‘Focus Africa Programme, which is the precursor of IAFS, was initiated by BJP in 2002’

Former education minister of Ethiopia, and one of the most articulate members of Delhi’s diplomatic community, Gennet Zewide shares her views with Hardnews on how traditional ties between her country and India could be strengthened 

Sadiq Naqvi New Delhi 

What are your expectations from the new BJP government?

Ethiopia and India are two ancient civilisations whose relations go back to the first century, when Indian traders brought silk and spices to Abyssinia (the former name of Ethiopia) and took back gold and ivory to India.

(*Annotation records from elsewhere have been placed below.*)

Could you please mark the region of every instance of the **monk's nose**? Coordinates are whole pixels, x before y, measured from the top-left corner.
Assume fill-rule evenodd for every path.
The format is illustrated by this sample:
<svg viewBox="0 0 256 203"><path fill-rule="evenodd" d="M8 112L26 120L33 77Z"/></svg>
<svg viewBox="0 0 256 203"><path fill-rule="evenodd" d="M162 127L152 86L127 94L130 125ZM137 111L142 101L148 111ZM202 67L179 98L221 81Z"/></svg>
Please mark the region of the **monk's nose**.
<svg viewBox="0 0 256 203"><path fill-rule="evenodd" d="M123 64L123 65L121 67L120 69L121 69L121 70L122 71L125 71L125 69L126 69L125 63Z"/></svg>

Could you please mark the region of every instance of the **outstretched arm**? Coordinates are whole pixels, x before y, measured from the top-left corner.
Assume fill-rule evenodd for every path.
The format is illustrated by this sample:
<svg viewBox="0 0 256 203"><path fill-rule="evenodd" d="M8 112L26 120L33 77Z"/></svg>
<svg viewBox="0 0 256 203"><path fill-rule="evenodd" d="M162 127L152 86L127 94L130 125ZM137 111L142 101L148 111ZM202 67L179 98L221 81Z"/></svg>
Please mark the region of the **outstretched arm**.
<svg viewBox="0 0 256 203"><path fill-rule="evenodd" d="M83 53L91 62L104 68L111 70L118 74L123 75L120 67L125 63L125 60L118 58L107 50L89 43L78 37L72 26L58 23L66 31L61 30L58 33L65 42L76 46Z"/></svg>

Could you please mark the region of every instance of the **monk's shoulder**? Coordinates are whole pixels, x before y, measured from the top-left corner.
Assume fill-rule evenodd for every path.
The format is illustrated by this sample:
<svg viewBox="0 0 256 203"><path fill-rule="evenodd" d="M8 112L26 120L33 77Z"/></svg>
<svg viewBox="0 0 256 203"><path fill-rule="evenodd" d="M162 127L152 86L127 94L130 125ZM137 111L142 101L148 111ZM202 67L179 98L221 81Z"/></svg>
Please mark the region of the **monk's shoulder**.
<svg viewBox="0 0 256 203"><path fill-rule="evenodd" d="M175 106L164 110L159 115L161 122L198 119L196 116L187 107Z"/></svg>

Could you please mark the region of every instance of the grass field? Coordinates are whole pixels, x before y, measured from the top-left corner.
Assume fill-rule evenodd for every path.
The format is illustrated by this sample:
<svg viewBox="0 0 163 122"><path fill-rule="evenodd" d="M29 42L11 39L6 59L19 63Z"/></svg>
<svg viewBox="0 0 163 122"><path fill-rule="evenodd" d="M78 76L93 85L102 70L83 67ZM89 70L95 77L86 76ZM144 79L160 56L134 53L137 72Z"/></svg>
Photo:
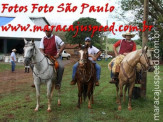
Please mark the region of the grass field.
<svg viewBox="0 0 163 122"><path fill-rule="evenodd" d="M108 51L113 51L113 44L107 44ZM141 49L140 45L136 45L136 49Z"/></svg>
<svg viewBox="0 0 163 122"><path fill-rule="evenodd" d="M35 89L30 84L23 84L20 90L0 94L0 121L58 121L58 122L153 122L153 76L148 73L146 99L132 100L133 110L127 109L127 101L122 105L122 111L117 111L115 86L109 84L110 72L107 68L108 61L98 62L102 67L100 86L95 88L94 104L92 109L87 108L87 100L76 108L77 86L70 86L72 65L65 67L60 107L57 106L57 94L54 92L52 112L48 113L46 87L41 86L41 108L34 112L36 106ZM0 71L8 65L0 64ZM163 66L160 66L160 76L163 79ZM163 83L160 82L160 89ZM163 122L163 95L160 95L160 121Z"/></svg>

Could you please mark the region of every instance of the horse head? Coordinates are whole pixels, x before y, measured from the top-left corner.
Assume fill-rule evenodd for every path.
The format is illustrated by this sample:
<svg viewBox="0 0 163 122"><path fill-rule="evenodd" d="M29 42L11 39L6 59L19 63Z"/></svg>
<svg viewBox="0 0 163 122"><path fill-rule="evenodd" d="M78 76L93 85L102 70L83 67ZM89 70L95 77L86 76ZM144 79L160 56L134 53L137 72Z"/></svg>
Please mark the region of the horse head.
<svg viewBox="0 0 163 122"><path fill-rule="evenodd" d="M80 59L79 59L79 66L83 67L87 61L88 61L88 45L84 46L79 46L79 54L80 54Z"/></svg>
<svg viewBox="0 0 163 122"><path fill-rule="evenodd" d="M27 41L24 39L25 46L24 46L24 64L28 66L31 62L32 57L35 55L35 44L34 40L32 41Z"/></svg>
<svg viewBox="0 0 163 122"><path fill-rule="evenodd" d="M150 61L150 55L148 52L148 47L145 46L144 48L142 48L142 53L140 55L140 63L142 64L143 68L145 68L146 70L149 71L153 71L153 64Z"/></svg>

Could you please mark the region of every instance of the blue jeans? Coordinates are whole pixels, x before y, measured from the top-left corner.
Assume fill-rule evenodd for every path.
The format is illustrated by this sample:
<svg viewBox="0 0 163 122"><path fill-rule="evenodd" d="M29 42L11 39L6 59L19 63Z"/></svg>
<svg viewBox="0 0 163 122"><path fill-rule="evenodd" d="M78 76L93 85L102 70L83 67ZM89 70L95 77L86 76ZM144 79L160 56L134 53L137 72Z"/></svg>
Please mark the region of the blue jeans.
<svg viewBox="0 0 163 122"><path fill-rule="evenodd" d="M93 62L95 63L95 62ZM73 71L72 71L72 79L74 80L75 78L75 74L76 74L76 70L77 70L77 67L78 67L78 62L76 64L74 64L73 66ZM101 73L101 67L100 65L98 65L97 63L95 63L95 68L96 68L96 78L97 80L99 81L100 80L100 73Z"/></svg>
<svg viewBox="0 0 163 122"><path fill-rule="evenodd" d="M61 57L59 57L57 59L58 64L59 64L59 68L57 71L57 81L56 81L56 85L61 86L61 81L62 81L62 76L63 76L63 72L64 72L64 65L62 63Z"/></svg>
<svg viewBox="0 0 163 122"><path fill-rule="evenodd" d="M113 78L114 77L114 73L112 72L112 67L114 66L114 62L112 62L111 63L111 73L110 73L110 75L111 75L111 78Z"/></svg>
<svg viewBox="0 0 163 122"><path fill-rule="evenodd" d="M15 71L15 62L11 61L11 71Z"/></svg>

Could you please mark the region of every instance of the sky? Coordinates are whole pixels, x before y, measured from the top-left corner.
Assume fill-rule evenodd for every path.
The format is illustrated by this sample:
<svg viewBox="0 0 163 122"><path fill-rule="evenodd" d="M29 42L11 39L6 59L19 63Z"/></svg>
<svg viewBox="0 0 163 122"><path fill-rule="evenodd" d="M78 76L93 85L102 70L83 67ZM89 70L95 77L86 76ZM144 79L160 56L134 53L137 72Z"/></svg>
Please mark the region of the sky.
<svg viewBox="0 0 163 122"><path fill-rule="evenodd" d="M121 13L120 9L120 1L121 0L0 0L0 11L1 16L18 16L19 14L26 14L30 17L36 17L36 16L45 16L47 20L52 24L61 24L61 25L71 25L73 21L78 20L81 17L92 17L96 18L98 22L101 23L101 25L106 25L108 21L108 25L110 26L113 22L115 22L116 27L119 25L125 25L127 24L127 21L125 20L118 20L116 19L117 16ZM4 12L2 12L2 4L8 3L8 8L12 8L11 6L15 6L15 4L18 4L18 6L27 6L27 11L24 12L17 12L14 13L12 10L11 12L8 12L8 9L5 9ZM63 8L64 11L57 12L57 10L61 10L58 8L60 4L64 4ZM71 3L70 8L77 6L77 10L75 12L65 12L65 9L67 7L67 3ZM81 5L83 3L89 4L88 8L84 9L84 12L81 14L82 7ZM91 6L97 6L104 7L108 3L108 9L111 6L114 6L114 10L112 12L91 12L89 13L89 9ZM46 4L50 7L53 6L54 9L52 12L44 13L38 12L38 9L35 9L32 13L32 4L38 4L38 7L45 6ZM126 16L131 18L131 20L134 18L133 14L127 13ZM122 38L122 34L125 32L116 32L116 35L110 33L108 35L109 38ZM134 37L133 39L137 39L138 36Z"/></svg>

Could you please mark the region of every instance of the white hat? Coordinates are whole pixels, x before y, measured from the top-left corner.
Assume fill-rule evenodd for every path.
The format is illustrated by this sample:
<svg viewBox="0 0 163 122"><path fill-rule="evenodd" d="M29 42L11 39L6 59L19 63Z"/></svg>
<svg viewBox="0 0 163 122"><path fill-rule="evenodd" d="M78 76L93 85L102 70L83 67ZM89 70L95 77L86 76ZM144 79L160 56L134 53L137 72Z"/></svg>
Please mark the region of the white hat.
<svg viewBox="0 0 163 122"><path fill-rule="evenodd" d="M16 49L12 49L12 52L16 52Z"/></svg>
<svg viewBox="0 0 163 122"><path fill-rule="evenodd" d="M53 31L52 27L51 26L48 26L48 25L45 25L44 26L44 31Z"/></svg>
<svg viewBox="0 0 163 122"><path fill-rule="evenodd" d="M133 38L135 36L135 34L131 34L131 32L126 32L125 34L122 34L122 36L124 38L126 38L126 36L131 36L131 38Z"/></svg>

Today, the engagement of the two countries has expanded to multi-sectorial activities of trade and investment, capacity building, technology transfer, and so on. There are many Indians who have invested in areas of textiles, leather, pharmaceuticals, agriculture, agro processing, manufacturing, hospitalities, with a capital of $5 billion. Actually, Indians are the second highest investors in Ethiopia.  Many Indian professors teach in Ethiopian universities; likewise, many Ethiopian students are pursuing their education in Indian Institutes of Technology, Science and Management, under both Ethiopian and Indian scholarships. Our trade has increased from a mere $300,000 a few years ago, to close to $1 billion today. Therefore, it is my hope and desire that the multi-sectorial activities that the two countries have engaged with will be further multiplied as the new government is keen to have good relations with Africa. The multiple sectors in which Africa and India are engaged at continental, regional and bi-lateral levels as expressed in the I and II India Africa Forum Summit (IAFS) are demonstrations of a cooperation and partnership based on mutual interest. In fact, the Focus Africa Programme, which is the precursor of the IAFS, was initiated by the BJP in 2002 when it was in power. Thus, I expect a more stretched and enhanced engagement in the next IAFS III which will be held in December 2014. 

How is the turbulence in the Middle East affecting African nations, especially ones that have a sizeable Muslim population?

Africa is the closest continent to the Middle East. North Africa is not only close to the Middle East geographically but also linked to the region through culture, language and religion. Similarly, the Horn of Africa, where Ethiopia is located, shares history, culture and economic links with the region.

Political turbulence has claimed and is still claiming thousands of lives in Syria, Israel-Palestine, and Iraq where attempts for brokering ceasefires have repeatedly failed. Whatever is happening in the Middle East has a direct and/or indirect impact on Africa as Africans living in the Middle East are affected by the war and our business and trade relations are vulnerable and so on.

Despite the fact that Islam as a religion is a peaceful one, it is wrongly and unjustifiably associated with terrorism and fundamentalism where peaceful followers of the religion are  stereotyped as terrorists. Of course, any act of terrorism is criminal and unjustifiable, regardless of the motivation by whosoever is committed. But labelling followers of Islam as terrorists without distinction has negative consequences in many African nations, my country included, that have a sizeable Muslim population since it is groundless and intolerable. For instance, the followers of the two major religions in my country (Christianity and Islam) lived together amicably in harmony and peace for centuries and are still living as such.

But terrorist and fundamentalists movements operating in neighbouring countries like Somalia have tried several times to disrupt our peace. So far, we have contained them and are focusing on our development agenda of inclusive economic growth, establishing good governance and deepening democracy where ethnic, religious and gender equality is recognised and respected.  I believe that economic development, where people, regardless of their ethnic and religious origin, participate and benefit, is a fundamental element to ward off terrorism.

But terrorism in all its form and manifestation constitutes one of the most serious threats to international peace and security. Therefore, it should be tackled not only by one country, region or continent but internationally. 

What should be done to contain violence in  neighbouring South Sudan? How is it affecting Ethiopia?

South Sudan’s political situation is still fragile, although a cessation of hostilities agreement has been signed by the government of South Sudan and the Opposition. There are still challenges in the implementation of the agreement. Of course, when violence erupts in any country it affects not only the people of that country but also its neighbours. As an immediate neighbour of South Sudan, we are affected by the situation as the property and lives of many Ethiopians who lived in South Sudan have become vulnerable, many South Sudanese have fled to Ethiopia as refugees, and so on. The Intergovernmental Agency for Development (IGAD), which is  East Africa’s regional trade bloc whose member countries are Ethiopia, Kenya, Uganda, Djibouti, Sudan and South Sudan, is mediating between the South Sudan government and the Opposition to bring about a lasting peace.  Ethiopia, as current chair of IGAD, is playing an important role and the chief mediator, Ambassador Seyoum Mesfin, a seasoned diplomat who understands the situation of the region very well, is also an Ethiopian.